This November saw ‘Horse’ return to Uffington. That was an important step for me, and I’ll write about it in my next post. In the meantime, I paused on my journey home for two nights in Stamford, Lincs, for the 10th annual New Networks for Nature gathering, Creating Connections. I was introduced to this inspirational alliance of artists and scientists in 2010 by my friend, the writer and naturalist Mark Cocker, who first suggested the gathering and helped to found it.
Over the last decade I’ve felt our common concern with our human depredation of the planet becoming ever-more acute, our sense of the need to act, severally as well as individually, increasingly urgent. This year, Mark was discussing his latest book, ‘Our Place: can we save Britain’s wildlife before it’s too late?’, a heartfelt indictment of this country’s ecological complacency. Another brilliant friend, Adam Nicolson, spoke eloquently with Tim Birkhead about the loss of seabird numbers, the destruction of the marine environment, and the personal steps he has taken to protect razorbills, puffins, guillemots, fulmars and other nesting birds, by eradicating rats from his beloved Shiant Islands.
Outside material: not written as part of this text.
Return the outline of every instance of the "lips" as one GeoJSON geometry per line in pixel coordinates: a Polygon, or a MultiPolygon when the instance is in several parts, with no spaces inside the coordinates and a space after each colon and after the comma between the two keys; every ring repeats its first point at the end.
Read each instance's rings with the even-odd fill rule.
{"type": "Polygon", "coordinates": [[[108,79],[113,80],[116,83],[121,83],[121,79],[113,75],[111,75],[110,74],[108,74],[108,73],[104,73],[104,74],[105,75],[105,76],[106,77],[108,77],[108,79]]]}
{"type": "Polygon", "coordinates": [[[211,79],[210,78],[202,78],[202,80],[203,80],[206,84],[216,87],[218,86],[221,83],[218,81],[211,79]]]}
Wildlife film-maker John Aitchison has written a wonderful blog post, exploring the wider conversation of the gathering. What lies at its heart, he concludes, is love: ‘this sense of closeness to home is the key to conservation; persuading us to care enough to act, because we love most what we know best.’ I always feel this at New Networks: a shared love among very different individuals for the intricacies and complexities of wherever we call home. I am always stirred: disturbed by the urgency of the task before us. And I always feel simultaneously affirmed, in what otherwise often feels a lonely vocation. As John Aitchison says, we discover that what matters ‘is feeling connected, being part of something bigger’.
This matter of nature, community, ‘home’ and our love for it, the indissoluble intertwining of human culture with the natural world, has always lain at the heart of my own writing. My early involvement with Friends of the Earth in the 1970s saw me severely reprimanded by my Cold War Headmistress for ‘disseminating communist literature’ at school. I was doing no such thing, only promoting the recycling of paper and plastics, questioning the desirability of the fast breeder nuclear reactor and the motor car, and urging my friends to love the earth at their feet.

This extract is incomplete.